Sébastien Mérignargues, en est aujourd’hui le directeur. Pour nous, cet amoureux de la montagne et ancien responsable des stations de Tignes et de Courchevel, dévoile le coût du plus célèbre des sports d’hiver : le ski.
Propos recueillis par Mylène NICOUD, journaliste chez UCI.
Combien coûte une journée ski à Avoriaz pour un skieur amateur ?
La moyenne pour une journée ski comprenant le forfait, la location de matériel et le repas est de 100€ en basse saison. Toutefois, si vous êtes organisé et suffisamment prévoyant, le prix peut tomber à 75€. Tout comme il peut être nettement supérieur si vous êtes demandeur de prestations exclusives ou si, en haute saison, vous aviez besoin d’un logement sur place.
En réalité, c’est donc assez variable selon :
- le choix du matériel : comptez du simple ou quintuple selon la qualité, le niveau de performance désiré…
- le moment de la saison : le prix varie jusqu’à -50% du prix public affiché si la réservation a été anticipée.

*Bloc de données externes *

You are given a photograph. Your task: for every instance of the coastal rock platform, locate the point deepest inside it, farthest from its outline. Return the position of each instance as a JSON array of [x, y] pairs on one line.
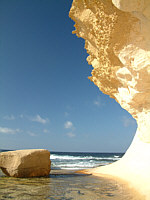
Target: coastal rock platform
[[25, 163]]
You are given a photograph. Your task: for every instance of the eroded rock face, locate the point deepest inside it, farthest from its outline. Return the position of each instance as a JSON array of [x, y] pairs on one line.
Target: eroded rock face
[[25, 163], [117, 39]]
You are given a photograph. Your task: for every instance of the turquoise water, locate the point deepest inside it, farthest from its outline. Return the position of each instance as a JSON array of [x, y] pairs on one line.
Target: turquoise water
[[68, 185], [63, 187]]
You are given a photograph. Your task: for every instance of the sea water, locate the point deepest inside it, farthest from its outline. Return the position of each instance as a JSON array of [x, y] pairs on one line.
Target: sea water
[[68, 186], [78, 161]]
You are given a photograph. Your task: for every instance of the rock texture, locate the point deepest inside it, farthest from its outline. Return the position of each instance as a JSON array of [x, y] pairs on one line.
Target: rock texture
[[117, 39], [25, 163]]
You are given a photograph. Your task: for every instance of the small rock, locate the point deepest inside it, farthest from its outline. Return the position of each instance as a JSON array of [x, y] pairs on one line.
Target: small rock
[[25, 163]]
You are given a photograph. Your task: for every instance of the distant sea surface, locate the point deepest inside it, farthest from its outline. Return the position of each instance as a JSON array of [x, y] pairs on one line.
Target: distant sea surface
[[77, 161], [68, 186]]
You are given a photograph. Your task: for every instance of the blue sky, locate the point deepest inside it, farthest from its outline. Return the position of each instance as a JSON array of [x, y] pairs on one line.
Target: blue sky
[[46, 98]]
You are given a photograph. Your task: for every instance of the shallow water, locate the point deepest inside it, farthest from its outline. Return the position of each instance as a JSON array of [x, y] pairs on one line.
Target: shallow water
[[64, 187]]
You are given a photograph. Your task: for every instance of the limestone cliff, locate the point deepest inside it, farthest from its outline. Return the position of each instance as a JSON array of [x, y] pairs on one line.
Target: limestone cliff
[[117, 39]]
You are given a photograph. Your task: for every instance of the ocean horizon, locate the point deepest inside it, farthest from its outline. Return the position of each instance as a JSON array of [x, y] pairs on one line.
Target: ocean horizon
[[64, 183]]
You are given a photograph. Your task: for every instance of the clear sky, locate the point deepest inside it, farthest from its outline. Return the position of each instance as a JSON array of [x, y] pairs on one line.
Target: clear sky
[[46, 98]]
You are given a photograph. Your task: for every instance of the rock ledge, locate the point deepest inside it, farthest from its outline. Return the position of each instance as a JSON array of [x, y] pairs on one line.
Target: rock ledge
[[25, 163]]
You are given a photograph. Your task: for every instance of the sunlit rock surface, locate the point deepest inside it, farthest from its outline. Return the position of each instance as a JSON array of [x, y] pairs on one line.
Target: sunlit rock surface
[[117, 39], [25, 163]]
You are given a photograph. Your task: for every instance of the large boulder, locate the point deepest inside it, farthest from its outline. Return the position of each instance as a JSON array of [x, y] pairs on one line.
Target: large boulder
[[25, 163]]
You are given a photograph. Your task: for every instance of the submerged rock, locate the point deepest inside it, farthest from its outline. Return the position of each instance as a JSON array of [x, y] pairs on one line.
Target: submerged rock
[[25, 163]]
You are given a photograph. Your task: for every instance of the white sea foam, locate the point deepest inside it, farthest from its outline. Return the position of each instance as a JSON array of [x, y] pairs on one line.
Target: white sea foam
[[81, 160]]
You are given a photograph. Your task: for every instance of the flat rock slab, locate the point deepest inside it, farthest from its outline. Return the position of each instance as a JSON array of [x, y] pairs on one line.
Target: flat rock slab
[[25, 163]]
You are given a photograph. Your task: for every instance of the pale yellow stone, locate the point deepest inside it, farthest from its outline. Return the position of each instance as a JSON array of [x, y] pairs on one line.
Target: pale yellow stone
[[117, 39], [25, 163]]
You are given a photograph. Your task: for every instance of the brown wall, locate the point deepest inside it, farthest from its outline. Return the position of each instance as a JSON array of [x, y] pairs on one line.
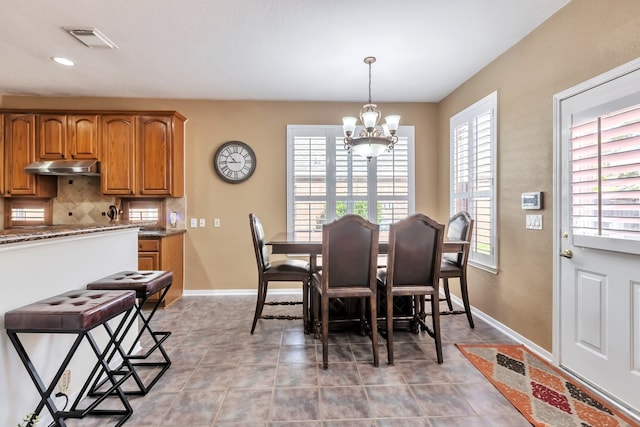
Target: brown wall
[[222, 258], [584, 39]]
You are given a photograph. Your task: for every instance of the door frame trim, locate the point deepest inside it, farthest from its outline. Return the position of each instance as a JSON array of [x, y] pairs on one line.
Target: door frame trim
[[605, 77]]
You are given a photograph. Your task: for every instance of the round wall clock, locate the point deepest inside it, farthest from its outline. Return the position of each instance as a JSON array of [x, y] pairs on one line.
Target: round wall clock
[[234, 162]]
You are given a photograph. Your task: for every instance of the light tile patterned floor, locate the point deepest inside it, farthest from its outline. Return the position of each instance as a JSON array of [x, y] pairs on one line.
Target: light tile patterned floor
[[223, 376]]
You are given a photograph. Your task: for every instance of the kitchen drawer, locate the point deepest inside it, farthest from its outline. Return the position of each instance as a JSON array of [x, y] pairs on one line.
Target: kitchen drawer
[[145, 245]]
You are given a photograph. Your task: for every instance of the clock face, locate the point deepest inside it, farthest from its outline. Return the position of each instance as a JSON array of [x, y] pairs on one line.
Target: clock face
[[234, 162]]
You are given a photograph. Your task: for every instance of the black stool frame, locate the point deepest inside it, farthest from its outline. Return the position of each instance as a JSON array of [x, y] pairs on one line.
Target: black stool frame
[[45, 392], [159, 337]]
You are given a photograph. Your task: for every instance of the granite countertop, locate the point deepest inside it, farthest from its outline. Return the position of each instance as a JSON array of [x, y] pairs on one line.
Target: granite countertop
[[25, 234], [160, 232]]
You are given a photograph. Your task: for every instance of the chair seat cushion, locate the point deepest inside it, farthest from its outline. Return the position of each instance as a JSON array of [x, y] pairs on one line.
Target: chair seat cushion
[[71, 311], [448, 268], [289, 266], [145, 282]]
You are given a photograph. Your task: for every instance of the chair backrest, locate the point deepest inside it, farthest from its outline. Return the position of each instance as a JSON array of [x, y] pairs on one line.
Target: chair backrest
[[460, 227], [349, 253], [415, 252], [259, 243]]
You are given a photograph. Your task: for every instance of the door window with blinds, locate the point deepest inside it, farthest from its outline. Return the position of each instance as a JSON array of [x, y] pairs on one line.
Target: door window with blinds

- le choix du déjeuner : il est évident qu’un sandwich sur les pistes au déjeuner vous fera économiser par apport au restaurant gastronomique de la station.
Ces prix ont-ils évolués au fil des années ? C’est-à-dire : skier dans les années 2000 revenait-il au même prix que skier en 2023 ?
Oui, clairement. Ne serait-ce d’abord que suite à l’inflation qui a fait augmenter le coût des différents consommables indispensables au domaine skiable. Ensuite, il y a eu des années plus difficiles que d’autres : l’année 2020 avec le Covid ou celle de 2008 après la crise, on a pu voir un vrai ralentissement. Au-delà des aléas conjoncturels, skier aujourd’hui coûte plus cher qu’auparavant. Le ski reste un loisir et ses prix suivent de manière générale le cours de l’économie globale.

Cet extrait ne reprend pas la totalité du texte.